Did I detect a slight inflection on that last word?

"Really? You don't mind?" I feel the release of the tension that had been held in the whole of me. I had forgotten his birthday last year too. I knew he'd now be expecting a present or at the very least a card and hopefully a large chocolate cake. The fact he was to get none of them had been preying on my mind for a few days now.

"No," Bodie drops his arm around my shoulder, his voice full of warmth. "I've got everything I need right here and that's worth more than gifts and cards."

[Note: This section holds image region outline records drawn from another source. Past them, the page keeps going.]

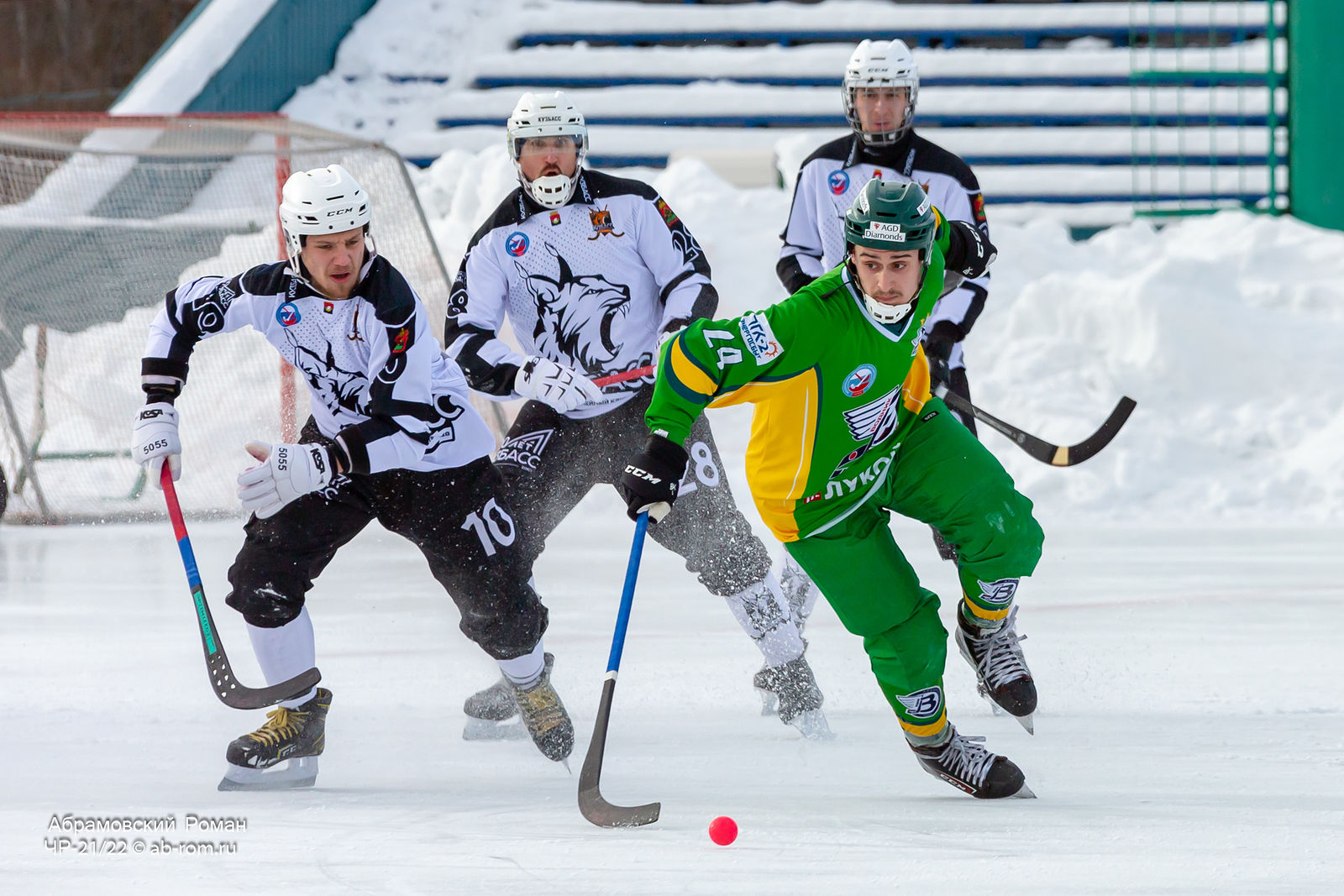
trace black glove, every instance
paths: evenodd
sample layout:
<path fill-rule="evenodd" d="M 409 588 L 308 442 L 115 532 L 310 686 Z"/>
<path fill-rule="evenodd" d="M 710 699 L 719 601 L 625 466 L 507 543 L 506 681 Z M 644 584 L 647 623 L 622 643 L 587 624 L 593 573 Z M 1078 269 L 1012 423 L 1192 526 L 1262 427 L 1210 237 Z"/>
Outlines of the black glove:
<path fill-rule="evenodd" d="M 984 277 L 995 263 L 999 250 L 980 228 L 964 220 L 948 222 L 948 270 L 954 270 L 968 279 Z"/>
<path fill-rule="evenodd" d="M 632 520 L 644 510 L 649 521 L 657 523 L 672 510 L 677 484 L 685 473 L 685 449 L 672 439 L 650 435 L 644 449 L 630 458 L 616 490 L 625 500 L 625 512 Z"/>
<path fill-rule="evenodd" d="M 964 340 L 966 334 L 952 321 L 938 321 L 925 333 L 925 357 L 929 359 L 930 386 L 948 386 L 952 369 L 948 359 L 952 356 L 952 347 Z"/>

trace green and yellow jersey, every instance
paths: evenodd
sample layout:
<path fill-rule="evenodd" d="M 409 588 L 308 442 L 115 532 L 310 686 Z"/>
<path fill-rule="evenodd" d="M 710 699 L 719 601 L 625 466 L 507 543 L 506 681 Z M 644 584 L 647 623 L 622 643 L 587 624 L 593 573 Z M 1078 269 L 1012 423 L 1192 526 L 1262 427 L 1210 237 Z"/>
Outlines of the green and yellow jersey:
<path fill-rule="evenodd" d="M 781 541 L 821 532 L 880 488 L 929 399 L 919 330 L 943 283 L 946 227 L 915 308 L 884 326 L 844 265 L 763 312 L 699 320 L 668 340 L 645 422 L 683 443 L 706 407 L 755 404 L 747 484 Z"/>

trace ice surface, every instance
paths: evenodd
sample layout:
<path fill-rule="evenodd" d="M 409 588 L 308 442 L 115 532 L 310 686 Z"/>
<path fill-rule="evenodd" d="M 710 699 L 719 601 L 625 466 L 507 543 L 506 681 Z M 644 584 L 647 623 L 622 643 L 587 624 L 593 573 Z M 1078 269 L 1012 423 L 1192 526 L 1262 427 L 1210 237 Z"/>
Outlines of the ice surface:
<path fill-rule="evenodd" d="M 837 739 L 757 715 L 759 656 L 676 557 L 645 552 L 616 693 L 603 794 L 663 801 L 640 830 L 579 815 L 577 775 L 527 742 L 468 743 L 461 703 L 488 658 L 405 541 L 370 531 L 310 611 L 333 693 L 319 786 L 220 794 L 228 740 L 261 713 L 204 678 L 168 525 L 0 531 L 0 879 L 7 892 L 231 893 L 1317 893 L 1344 876 L 1340 527 L 1110 527 L 1046 517 L 1019 630 L 1036 736 L 995 717 L 949 658 L 952 719 L 1025 770 L 1035 801 L 982 803 L 921 771 L 857 639 L 818 606 L 809 657 Z M 237 523 L 192 527 L 238 674 L 258 681 L 223 606 Z M 538 567 L 547 647 L 590 735 L 630 525 L 594 493 Z M 927 532 L 898 525 L 953 594 Z M 945 625 L 950 600 L 943 607 Z M 176 817 L 153 841 L 231 856 L 79 856 L 52 815 Z M 200 834 L 187 813 L 243 817 Z M 731 815 L 730 848 L 706 826 Z M 87 834 L 85 834 L 87 837 Z M 99 833 L 98 837 L 121 837 Z M 136 834 L 128 836 L 128 844 Z M 78 836 L 75 836 L 78 840 Z"/>

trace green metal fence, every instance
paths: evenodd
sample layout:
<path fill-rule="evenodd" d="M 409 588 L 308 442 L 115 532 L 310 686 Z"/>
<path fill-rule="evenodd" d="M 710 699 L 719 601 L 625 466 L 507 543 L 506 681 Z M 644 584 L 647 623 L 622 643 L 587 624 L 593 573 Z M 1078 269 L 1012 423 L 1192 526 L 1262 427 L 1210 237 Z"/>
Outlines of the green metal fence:
<path fill-rule="evenodd" d="M 1159 8 L 1172 31 L 1152 27 Z M 1138 214 L 1288 211 L 1288 3 L 1138 0 L 1130 9 L 1145 23 L 1129 42 Z"/>

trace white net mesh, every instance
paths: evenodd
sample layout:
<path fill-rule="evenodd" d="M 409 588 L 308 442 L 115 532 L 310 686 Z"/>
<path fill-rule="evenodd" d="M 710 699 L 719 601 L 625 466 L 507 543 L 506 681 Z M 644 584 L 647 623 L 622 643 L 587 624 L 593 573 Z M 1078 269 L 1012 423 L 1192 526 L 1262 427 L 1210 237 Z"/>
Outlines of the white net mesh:
<path fill-rule="evenodd" d="M 449 279 L 401 159 L 278 116 L 0 116 L 0 466 L 7 520 L 134 519 L 163 498 L 129 457 L 140 357 L 164 293 L 282 257 L 277 189 L 340 163 L 371 234 L 429 305 Z M 280 439 L 278 355 L 251 330 L 211 339 L 177 402 L 195 513 L 238 513 L 243 443 Z M 297 420 L 306 418 L 297 390 Z"/>

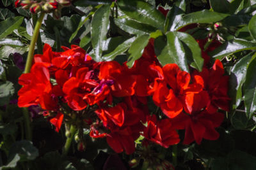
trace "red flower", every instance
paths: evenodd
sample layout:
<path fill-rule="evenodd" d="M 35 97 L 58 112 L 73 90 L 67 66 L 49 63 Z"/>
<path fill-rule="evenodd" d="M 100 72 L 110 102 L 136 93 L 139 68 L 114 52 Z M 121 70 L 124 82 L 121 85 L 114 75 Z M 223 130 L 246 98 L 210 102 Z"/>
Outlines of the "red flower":
<path fill-rule="evenodd" d="M 189 145 L 195 141 L 199 145 L 203 138 L 217 139 L 220 134 L 215 128 L 221 125 L 224 118 L 223 114 L 218 112 L 210 114 L 204 110 L 209 101 L 208 94 L 205 91 L 195 94 L 194 100 L 191 115 L 182 113 L 171 120 L 177 129 L 185 129 L 183 143 Z"/>
<path fill-rule="evenodd" d="M 199 76 L 194 76 L 190 83 L 190 74 L 182 71 L 176 64 L 168 64 L 163 67 L 164 81 L 160 81 L 153 95 L 155 104 L 168 117 L 177 116 L 183 108 L 190 113 L 195 94 L 202 90 L 204 81 Z"/>
<path fill-rule="evenodd" d="M 179 134 L 169 119 L 157 121 L 156 115 L 153 115 L 147 124 L 143 134 L 146 139 L 166 148 L 179 143 Z"/>
<path fill-rule="evenodd" d="M 116 61 L 102 62 L 100 67 L 99 78 L 104 81 L 113 81 L 109 87 L 111 94 L 115 97 L 132 96 L 134 94 L 136 79 Z"/>
<path fill-rule="evenodd" d="M 211 69 L 203 68 L 200 73 L 195 71 L 203 78 L 204 89 L 210 97 L 206 108 L 209 113 L 215 113 L 219 108 L 225 111 L 229 110 L 230 99 L 227 95 L 228 76 L 223 75 L 224 71 L 221 62 L 218 59 Z"/>
<path fill-rule="evenodd" d="M 19 83 L 23 87 L 18 92 L 19 107 L 28 107 L 40 104 L 45 110 L 56 110 L 58 108 L 57 89 L 52 89 L 50 74 L 42 63 L 33 65 L 30 73 L 22 74 Z M 47 103 L 47 104 L 45 104 Z"/>
<path fill-rule="evenodd" d="M 61 126 L 62 121 L 63 120 L 64 115 L 61 113 L 58 113 L 57 115 L 50 119 L 50 122 L 55 126 L 55 131 L 58 132 Z"/>

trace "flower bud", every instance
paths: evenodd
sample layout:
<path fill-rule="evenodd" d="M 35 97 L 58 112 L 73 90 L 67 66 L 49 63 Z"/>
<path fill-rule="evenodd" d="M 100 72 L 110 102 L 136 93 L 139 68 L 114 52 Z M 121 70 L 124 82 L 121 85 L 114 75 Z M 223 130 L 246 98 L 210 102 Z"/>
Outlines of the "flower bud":
<path fill-rule="evenodd" d="M 36 13 L 41 10 L 41 6 L 38 4 L 33 4 L 29 8 L 32 13 Z"/>

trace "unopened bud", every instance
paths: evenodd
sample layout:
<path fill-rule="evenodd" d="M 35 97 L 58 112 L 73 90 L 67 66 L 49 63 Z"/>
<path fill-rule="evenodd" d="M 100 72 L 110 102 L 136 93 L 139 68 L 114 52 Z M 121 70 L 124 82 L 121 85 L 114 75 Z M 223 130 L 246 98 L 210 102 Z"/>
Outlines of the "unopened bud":
<path fill-rule="evenodd" d="M 58 0 L 58 3 L 62 6 L 70 6 L 71 4 L 71 0 Z"/>
<path fill-rule="evenodd" d="M 41 6 L 38 4 L 33 4 L 29 10 L 32 13 L 36 13 L 41 10 Z"/>

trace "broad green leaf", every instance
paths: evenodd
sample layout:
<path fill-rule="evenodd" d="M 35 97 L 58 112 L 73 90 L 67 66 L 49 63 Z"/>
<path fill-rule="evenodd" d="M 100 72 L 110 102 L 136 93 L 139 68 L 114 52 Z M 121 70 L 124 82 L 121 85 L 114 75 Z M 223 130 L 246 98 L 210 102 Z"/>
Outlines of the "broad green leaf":
<path fill-rule="evenodd" d="M 102 57 L 106 60 L 113 60 L 116 57 L 116 55 L 122 54 L 125 52 L 131 45 L 131 44 L 134 41 L 135 37 L 132 37 L 128 39 L 120 45 L 118 45 L 113 52 L 104 55 Z"/>
<path fill-rule="evenodd" d="M 212 170 L 254 169 L 256 157 L 246 152 L 234 150 L 225 157 L 214 159 L 211 162 L 211 167 Z"/>
<path fill-rule="evenodd" d="M 9 162 L 9 163 L 6 165 L 0 167 L 0 170 L 3 169 L 10 169 L 10 168 L 14 168 L 17 166 L 17 163 L 20 160 L 20 157 L 19 156 L 19 154 L 16 154 L 13 159 Z"/>
<path fill-rule="evenodd" d="M 235 39 L 233 41 L 229 41 L 223 43 L 208 54 L 212 57 L 221 59 L 233 53 L 246 50 L 256 50 L 256 43 L 243 39 Z"/>
<path fill-rule="evenodd" d="M 182 0 L 176 3 L 167 13 L 164 23 L 164 31 L 173 31 L 179 24 L 186 11 L 186 1 Z"/>
<path fill-rule="evenodd" d="M 155 27 L 148 24 L 140 23 L 127 18 L 115 18 L 115 24 L 130 34 L 142 35 L 156 31 Z"/>
<path fill-rule="evenodd" d="M 2 0 L 2 3 L 4 6 L 8 6 L 12 4 L 14 4 L 15 0 Z"/>
<path fill-rule="evenodd" d="M 0 22 L 0 39 L 11 34 L 17 29 L 23 22 L 24 18 L 19 16 L 15 18 L 8 18 Z"/>
<path fill-rule="evenodd" d="M 104 4 L 99 8 L 92 18 L 91 28 L 92 45 L 96 61 L 100 61 L 102 48 L 107 39 L 109 24 L 110 5 Z"/>
<path fill-rule="evenodd" d="M 9 151 L 9 159 L 12 159 L 17 153 L 20 161 L 34 160 L 38 156 L 38 150 L 30 141 L 22 140 L 13 143 Z"/>
<path fill-rule="evenodd" d="M 208 10 L 193 12 L 184 15 L 180 22 L 175 25 L 175 30 L 179 30 L 182 27 L 193 23 L 207 24 L 220 21 L 229 14 L 214 12 Z"/>
<path fill-rule="evenodd" d="M 132 67 L 134 61 L 141 56 L 144 51 L 144 48 L 148 43 L 150 36 L 149 35 L 144 34 L 138 37 L 131 44 L 128 52 L 130 56 L 128 58 L 127 65 L 129 67 Z"/>
<path fill-rule="evenodd" d="M 216 12 L 228 13 L 230 3 L 227 0 L 210 0 L 211 7 Z"/>
<path fill-rule="evenodd" d="M 248 25 L 252 16 L 246 15 L 232 15 L 222 20 L 223 26 L 241 26 Z"/>
<path fill-rule="evenodd" d="M 237 13 L 237 15 L 250 14 L 251 13 L 255 11 L 255 10 L 256 10 L 256 4 L 243 9 L 242 10 L 241 10 Z"/>
<path fill-rule="evenodd" d="M 249 22 L 248 29 L 252 36 L 256 39 L 256 15 L 252 17 Z"/>
<path fill-rule="evenodd" d="M 3 38 L 0 39 L 0 46 L 8 45 L 12 47 L 15 46 L 22 46 L 24 44 L 19 40 L 11 39 L 11 38 Z"/>
<path fill-rule="evenodd" d="M 239 106 L 242 100 L 242 86 L 245 81 L 246 69 L 254 52 L 252 52 L 239 60 L 232 68 L 230 71 L 230 96 L 233 100 L 233 108 Z"/>
<path fill-rule="evenodd" d="M 151 4 L 131 0 L 118 0 L 117 3 L 122 11 L 131 18 L 164 31 L 164 16 Z"/>
<path fill-rule="evenodd" d="M 198 43 L 191 35 L 187 33 L 176 31 L 173 32 L 173 33 L 189 47 L 191 51 L 193 59 L 196 64 L 196 69 L 201 71 L 204 65 L 204 59 L 202 57 L 201 49 Z"/>
<path fill-rule="evenodd" d="M 169 63 L 175 63 L 183 71 L 189 72 L 185 57 L 185 50 L 179 37 L 174 32 L 168 32 L 166 34 L 166 38 L 167 42 L 165 46 L 163 47 L 159 55 L 157 54 L 161 64 L 164 66 Z M 157 41 L 155 42 L 155 45 L 156 43 L 157 43 Z"/>
<path fill-rule="evenodd" d="M 15 15 L 7 8 L 0 8 L 0 20 L 5 20 L 8 18 L 13 17 Z"/>
<path fill-rule="evenodd" d="M 86 17 L 83 16 L 82 18 L 81 18 L 81 21 L 79 22 L 79 24 L 77 26 L 77 29 L 76 30 L 75 32 L 73 32 L 73 34 L 71 35 L 70 38 L 69 38 L 69 43 L 71 43 L 72 40 L 76 36 L 77 34 L 78 31 L 80 30 L 80 29 L 84 25 L 84 24 L 87 22 L 87 20 L 91 17 L 92 15 L 93 15 L 94 11 L 91 11 Z"/>
<path fill-rule="evenodd" d="M 81 48 L 84 48 L 86 45 L 88 45 L 90 41 L 91 41 L 91 38 L 89 36 L 85 36 L 80 41 L 79 46 Z"/>
<path fill-rule="evenodd" d="M 9 103 L 10 97 L 13 95 L 15 89 L 13 83 L 6 81 L 0 83 L 0 106 Z"/>
<path fill-rule="evenodd" d="M 247 117 L 250 118 L 256 111 L 256 53 L 248 65 L 243 87 L 244 106 Z"/>
<path fill-rule="evenodd" d="M 231 124 L 236 129 L 252 129 L 255 124 L 252 118 L 248 118 L 244 112 L 236 111 L 231 117 Z"/>
<path fill-rule="evenodd" d="M 2 60 L 7 60 L 11 53 L 17 52 L 22 54 L 25 52 L 26 52 L 27 50 L 27 46 L 13 48 L 10 46 L 4 45 L 0 48 L 0 59 Z"/>
<path fill-rule="evenodd" d="M 74 5 L 78 6 L 88 6 L 88 5 L 111 4 L 112 3 L 113 1 L 111 0 L 79 0 L 76 1 Z"/>

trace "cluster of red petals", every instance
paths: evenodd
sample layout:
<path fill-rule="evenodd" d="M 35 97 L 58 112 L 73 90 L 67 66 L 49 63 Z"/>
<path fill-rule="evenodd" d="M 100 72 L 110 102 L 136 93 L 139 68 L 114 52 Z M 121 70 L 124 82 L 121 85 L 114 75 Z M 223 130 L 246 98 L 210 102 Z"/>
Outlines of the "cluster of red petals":
<path fill-rule="evenodd" d="M 180 141 L 179 129 L 185 130 L 184 144 L 219 137 L 215 128 L 224 116 L 218 110 L 228 111 L 230 101 L 228 76 L 220 60 L 192 74 L 175 64 L 162 67 L 153 39 L 131 68 L 116 61 L 97 62 L 78 46 L 63 50 L 52 52 L 45 44 L 43 54 L 35 55 L 31 73 L 19 80 L 22 85 L 19 106 L 39 104 L 54 111 L 56 115 L 51 115 L 49 121 L 56 131 L 65 117 L 60 104 L 65 103 L 75 111 L 93 105 L 97 109 L 88 119 L 90 135 L 106 138 L 117 153 L 132 153 L 140 135 L 145 141 L 165 148 Z M 166 117 L 158 120 L 157 113 L 149 116 L 149 96 Z"/>

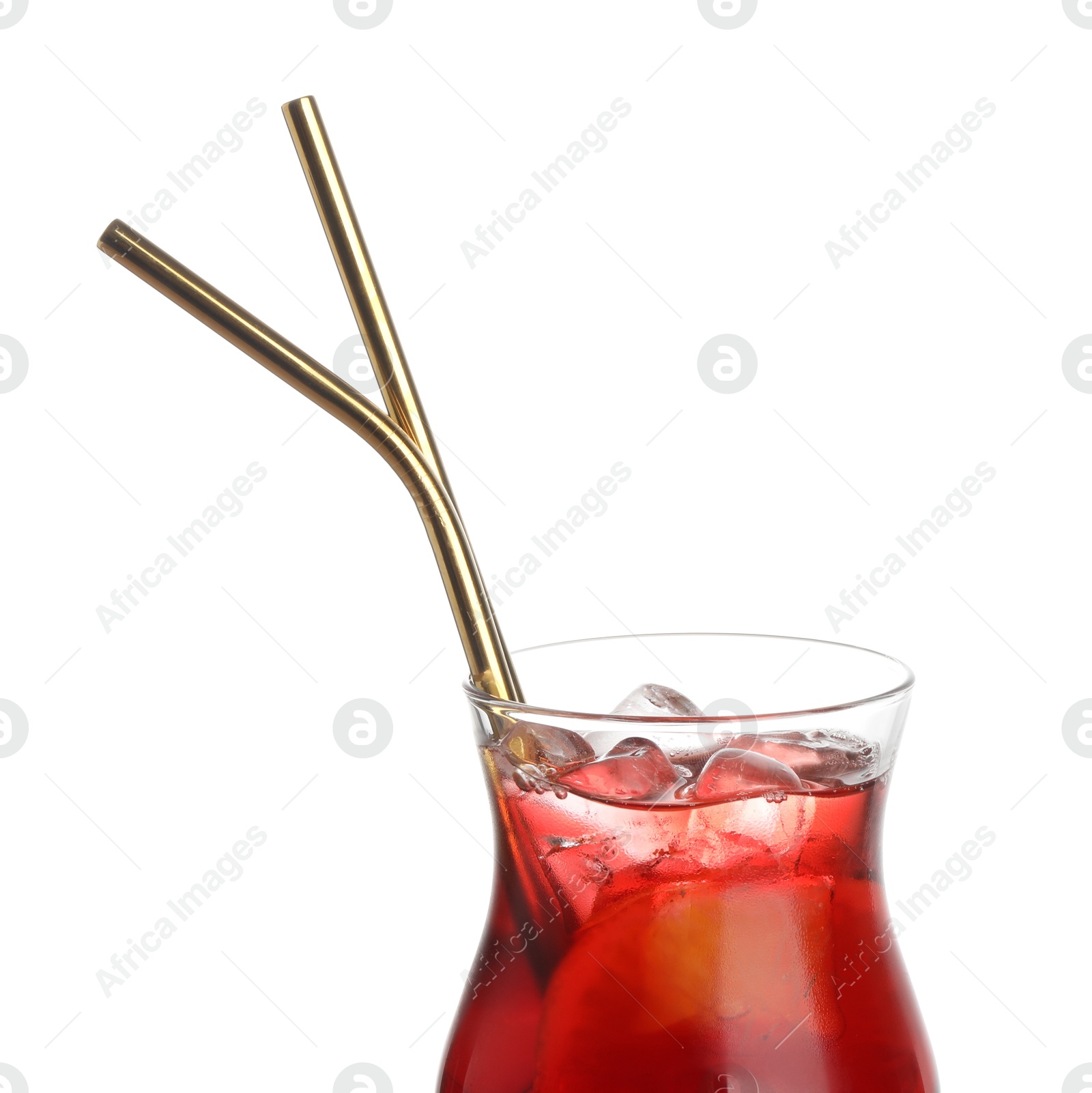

"More than chocolate cake?"

Bodie paused in thought for a moment.

"That's a tough one." He grins at me. "Probably not. Nothing beats a slice of chocolate cake on your birthday but you can make it up to me by buying me the first drink of the evening."

A small price to pay, I thought, but as I watched him leave the room I realised just how much my gunshot wound had affected him. I resolve there and then to make it up to him next year with a card a gift and especially a chocolate cake…...if I remember.